Para terpidana yakni Buchtar Tabuni, Stevanus Itlay, Alexander Gobay, Agus Kossay, Hengky Hilapok, Feri Kombo dan Irwanus Urobmabin.

Vonis mereka di bawah 1 tahun penjara dari tuntutan Jaksa Penuntut Umum (JPU).

Meski demikian, Direktur Eksekutif Amnesty International Indonesia Usman Hamid merespons putusan hakim tersebut.

"Kami sangat menyayangkan putusan pengadilan tersebut. Walau putusan jauh lebih ringan dibandingkan tuntutan jaksa, tetap saja seharusnya tujuh tahanan nurani itu dari awal tidak ditangkap, dipenjara dan dituntut secara hukum," ucap Usman dalam keterangan tertulis seperti dilansir tirto.id.

Menurut dia, ketujuh pria itu seharusnya dibebaskan dan seluruh tuduhannya dihapuskan. Situasi pandemi kini juga menjadikan tahanan menjadi salah satu tempat rawan penyebaran Covid-19. 

"Memenjarakan mereka tanpa adanya bukti kejahatan, bahkan hanya untuk satu malam, benar-benar bertentangan dengan Hak Asasi Manusia," sorot Usman.

Usman menilai, para aktivis Papua hanya mengikuti aksi protes damai terkait rasisme yang dialami saudara sebangsanya di Asrama Surabaya tahun lalu.

Dalam aksi protes, mereka menggunakan hak sebagai warga negara untuk berekspresi, berkumpul dan mengemukakan pendapatnya untuk memprotes tindakan rasisme.

"Iktikad baik otoritas di negara ini sangat dinantikan, dasar hukumnya jelas sudah ada. Pasal 14 ayat 2 UUD 1945 telah mengatur tentang amnesti dan abolisi," kata Usman.

Menurutnya, di era Presiden BJ Habibie, tahanan politik atau tahanan nurani Timor-Timur dibebaskan.

Presiden Jokowi sendiri bahkan membebaskan lima tahanan nurani Papua di awal periode pertama kepemimpinannya.

Ia menegaskan bahwa putusan itu menunjukkan kegagalan negara untuk menghormati HAM, juga kegagalan pemerintah memenuhi janji melindungi kebebasan berekspresi.

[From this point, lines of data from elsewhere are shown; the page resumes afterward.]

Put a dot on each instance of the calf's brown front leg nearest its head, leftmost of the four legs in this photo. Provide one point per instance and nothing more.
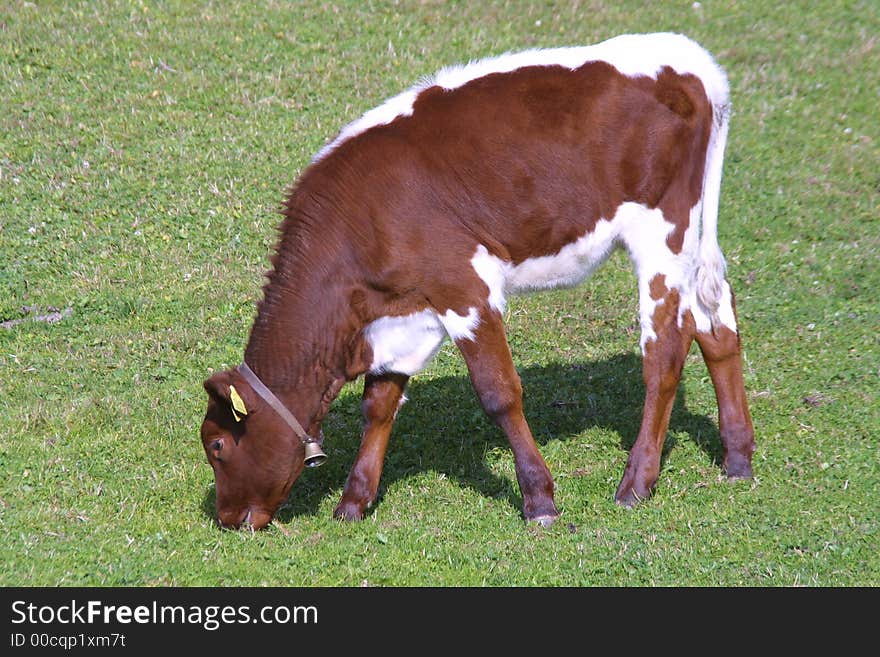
(382, 395)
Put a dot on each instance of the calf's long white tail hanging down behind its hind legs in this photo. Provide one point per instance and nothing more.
(711, 267)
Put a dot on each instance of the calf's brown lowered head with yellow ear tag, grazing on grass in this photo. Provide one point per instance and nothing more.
(255, 455)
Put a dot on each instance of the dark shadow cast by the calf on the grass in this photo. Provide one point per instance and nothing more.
(443, 429)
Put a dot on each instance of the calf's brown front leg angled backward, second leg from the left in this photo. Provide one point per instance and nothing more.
(500, 391)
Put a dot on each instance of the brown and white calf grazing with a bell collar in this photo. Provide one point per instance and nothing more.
(511, 174)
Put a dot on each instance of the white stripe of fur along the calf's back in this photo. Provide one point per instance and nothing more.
(631, 54)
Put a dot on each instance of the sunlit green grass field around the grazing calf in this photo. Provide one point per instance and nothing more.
(144, 149)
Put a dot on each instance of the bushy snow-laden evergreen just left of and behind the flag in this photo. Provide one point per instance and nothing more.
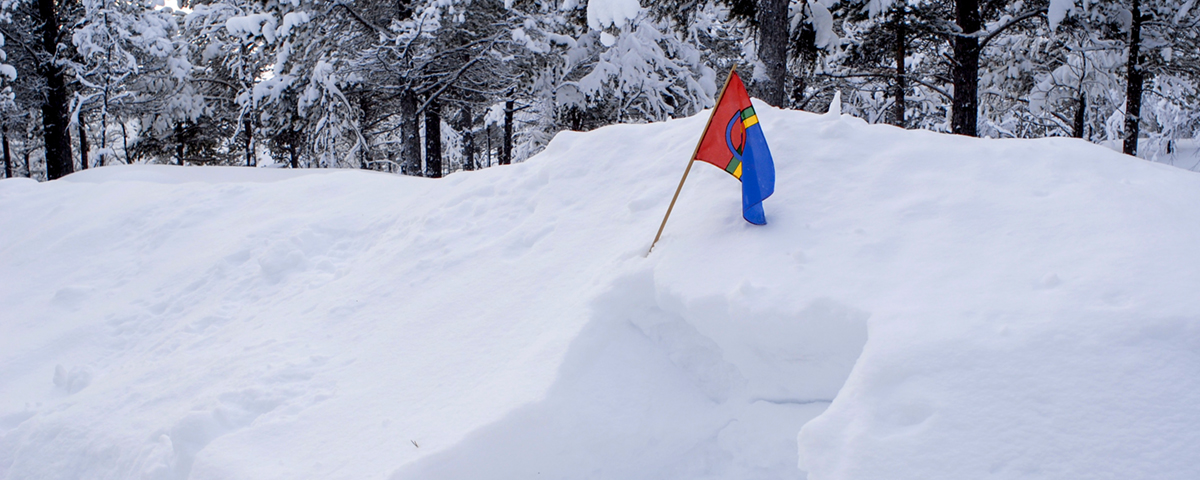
(604, 64)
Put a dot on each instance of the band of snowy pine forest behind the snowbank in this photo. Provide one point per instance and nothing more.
(433, 87)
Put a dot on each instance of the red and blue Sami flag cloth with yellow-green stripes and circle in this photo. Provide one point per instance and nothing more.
(734, 141)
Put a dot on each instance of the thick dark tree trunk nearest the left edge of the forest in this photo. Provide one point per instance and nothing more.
(55, 112)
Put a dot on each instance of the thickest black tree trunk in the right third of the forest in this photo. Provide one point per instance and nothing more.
(967, 70)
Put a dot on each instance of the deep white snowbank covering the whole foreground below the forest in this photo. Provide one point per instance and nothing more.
(921, 307)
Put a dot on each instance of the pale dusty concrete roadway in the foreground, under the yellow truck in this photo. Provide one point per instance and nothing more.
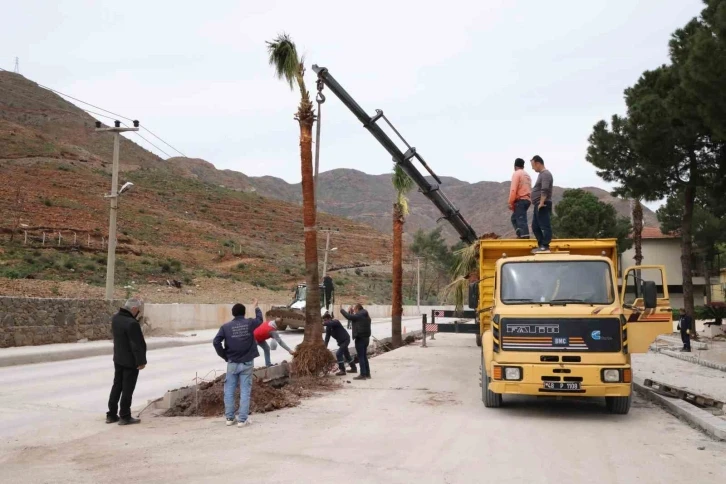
(420, 419)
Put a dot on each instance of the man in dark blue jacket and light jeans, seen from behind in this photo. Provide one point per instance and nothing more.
(239, 351)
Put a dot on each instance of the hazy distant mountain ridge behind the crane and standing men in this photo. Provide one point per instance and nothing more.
(368, 198)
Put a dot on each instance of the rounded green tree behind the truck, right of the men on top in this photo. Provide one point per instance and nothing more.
(581, 215)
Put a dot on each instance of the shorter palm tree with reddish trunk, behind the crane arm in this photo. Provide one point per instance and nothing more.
(403, 184)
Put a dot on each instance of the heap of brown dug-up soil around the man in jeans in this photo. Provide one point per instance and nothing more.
(265, 397)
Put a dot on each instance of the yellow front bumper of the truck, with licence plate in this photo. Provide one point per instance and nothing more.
(589, 377)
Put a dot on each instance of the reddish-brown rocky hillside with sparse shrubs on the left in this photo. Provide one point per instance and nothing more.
(177, 222)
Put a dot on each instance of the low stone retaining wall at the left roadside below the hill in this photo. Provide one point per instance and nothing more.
(38, 321)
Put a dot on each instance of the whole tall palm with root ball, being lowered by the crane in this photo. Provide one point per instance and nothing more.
(311, 357)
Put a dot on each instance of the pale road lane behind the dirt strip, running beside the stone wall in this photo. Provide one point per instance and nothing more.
(61, 391)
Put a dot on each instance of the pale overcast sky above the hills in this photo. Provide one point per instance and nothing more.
(472, 84)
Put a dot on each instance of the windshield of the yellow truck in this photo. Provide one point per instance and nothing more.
(557, 282)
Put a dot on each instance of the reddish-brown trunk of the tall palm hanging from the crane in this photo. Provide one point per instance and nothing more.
(313, 325)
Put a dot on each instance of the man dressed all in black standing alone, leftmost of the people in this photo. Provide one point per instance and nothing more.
(129, 356)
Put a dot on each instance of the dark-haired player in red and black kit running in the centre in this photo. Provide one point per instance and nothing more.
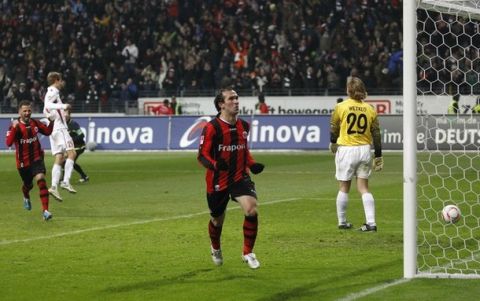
(224, 153)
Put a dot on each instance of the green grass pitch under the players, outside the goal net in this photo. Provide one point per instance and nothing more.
(138, 231)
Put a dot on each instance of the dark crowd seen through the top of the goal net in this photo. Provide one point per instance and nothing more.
(447, 62)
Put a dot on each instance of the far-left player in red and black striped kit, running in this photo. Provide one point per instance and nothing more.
(29, 154)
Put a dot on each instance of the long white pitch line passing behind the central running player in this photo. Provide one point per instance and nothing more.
(184, 216)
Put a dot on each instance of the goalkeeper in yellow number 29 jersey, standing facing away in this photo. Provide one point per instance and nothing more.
(353, 127)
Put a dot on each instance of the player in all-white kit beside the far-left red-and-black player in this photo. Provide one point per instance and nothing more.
(60, 139)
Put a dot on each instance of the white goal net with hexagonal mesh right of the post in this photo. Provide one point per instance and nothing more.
(448, 146)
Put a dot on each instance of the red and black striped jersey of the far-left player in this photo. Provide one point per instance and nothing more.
(27, 144)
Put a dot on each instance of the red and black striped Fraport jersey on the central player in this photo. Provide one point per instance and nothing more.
(228, 141)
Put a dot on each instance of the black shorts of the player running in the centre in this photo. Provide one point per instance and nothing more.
(218, 200)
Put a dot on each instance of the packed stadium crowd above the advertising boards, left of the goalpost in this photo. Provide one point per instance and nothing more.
(112, 52)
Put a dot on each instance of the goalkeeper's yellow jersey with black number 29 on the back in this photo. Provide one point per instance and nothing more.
(353, 122)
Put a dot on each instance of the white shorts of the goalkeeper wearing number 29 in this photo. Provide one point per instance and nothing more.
(353, 161)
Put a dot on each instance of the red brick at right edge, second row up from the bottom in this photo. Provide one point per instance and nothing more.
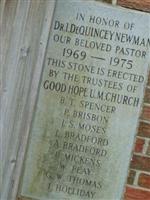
(144, 180)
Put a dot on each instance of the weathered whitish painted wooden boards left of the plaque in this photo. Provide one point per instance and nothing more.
(25, 26)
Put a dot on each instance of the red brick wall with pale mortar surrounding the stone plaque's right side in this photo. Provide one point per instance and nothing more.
(138, 181)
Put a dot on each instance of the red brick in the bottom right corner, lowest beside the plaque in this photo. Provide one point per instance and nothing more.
(136, 194)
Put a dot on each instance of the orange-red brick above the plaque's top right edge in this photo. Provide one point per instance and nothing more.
(135, 4)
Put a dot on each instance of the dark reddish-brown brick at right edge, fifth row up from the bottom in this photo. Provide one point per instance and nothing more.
(144, 129)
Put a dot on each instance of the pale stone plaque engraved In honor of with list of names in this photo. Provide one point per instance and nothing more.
(89, 102)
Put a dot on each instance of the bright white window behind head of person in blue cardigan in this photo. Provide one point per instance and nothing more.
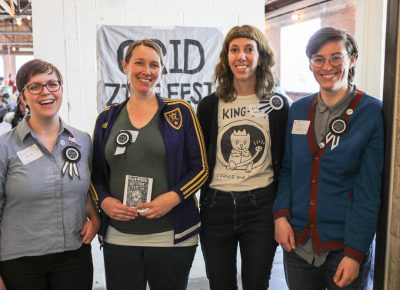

"Bagaimana bisa mereka dijatuhi hukuman, sementara yang mereka lakukan dilindungi oleh hukum negara bahkan konstitusi?" tegas Usman.

Menurut dia, negara harus menghentikan kriminalisasi terhadap orang Papua dengan penggunaan pasal makar.

"Tidak seorang pun harus menderita perlakuan ini karena menghadiri demonstrasi secara damai," ucap dia. 

Berikut daftar putusan putusan hakim dan perbandingan dengan tuntutan:

1. Alexander Gobay divonis 10 bulan (tuntutan 10 tahun);

2. Hengky Hilapok 10 bulan (5 tahun);

3. Stefanus Itlay 11 bulan (15 tahun);

4. Ferry Kombo 10 bulan (5 tahun);

5. Agus Kossay 11 bulan (15 tahun);

6. Buchtar Tabuni 11 bulan (17 tahun);

7. Irwanus Uropmabin 10 bulan (5 tahun). 

Pada saat pembacaan vonis di PN Balikpapan, aksi solidaritas Ibu Kota Provinsi Papua digelar oleh mahasiswa Universitas Cenderawasih dan Universitas Sains dan Teknologi Jayapura.

Mereka berencana untuk menggelar doa di Abepura, lokasi perkotaan di Jayapura, agar rekan-rekannya divonis bebas.

Aparat keamanan Indonesia menghadang massa, sehingga hanya bisa beraksi di kawasan Universitas Cenderawasih.

Mereka juga membacakan pernyataan sikap yang intinya meminta pemerintah membebaskan tanpa syarat tahanan politik korban rasisme di seluruh Indonesia.

"Pertama, kami harus melawan rasisme. Kedua, jika pasal makar dikenakan kepada pimpinan mahasiswa karena mengungkapkan pendapat di muka umum, berarti akan menjadi sejarah baru di Indonesia, dan kami akan sangat sakit," ujar Koordinator lapangan, Ones Sama.